Он репетировал чудовищную боль, которую вскоре предстояло испытать и ему, и ей. Вот на этом самом возвышении Сосию привяжут к плетеной раме, после чего выпорют хлыстом и заклеймят. Метка ведьмы навечно будет выжжена у нее на щеках. И запах ее горелой плоти заглушит ее же собственные крики.

Ему уже доводилось видеть процедуру клеймения. Он вспомнил раскаленное свечение железного тавро, гревшегося в мареве углей, и белые искры, срывавшиеся с него, когда палач вынул прут из пламени. Толпа затаила дыхание, переводя взгляд с раскаленного металла на щеки мужчины, торговца заклинаниями, которому предстояло носить на себе его печать.

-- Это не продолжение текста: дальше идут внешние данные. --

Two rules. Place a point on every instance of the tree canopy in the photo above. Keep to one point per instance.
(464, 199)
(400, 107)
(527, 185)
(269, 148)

В самый последний момент Бруно отвел глаза, но он хорошо запомнил невыносимо сладкий аромат горелого мяса и поросячий визг мужчины, когда металл приблизился к его плоти. А потом наступила долгая тишина, которую нарушил еще один нечеловеческий вопль, пронзивший воздух, словно атакующая хищная птица. Он раздался слишком поздно, когда все уже сочли, что человек не чувствует боли. Это было хуже всего, потому что зрители вновь и вновь мысленно переживали последние невообразимые мгновения его безмолвных страданий.

Сосия никогда не плакала, но он знал, что она пронзительно закричит в этот момент, когда железо устремится к ней.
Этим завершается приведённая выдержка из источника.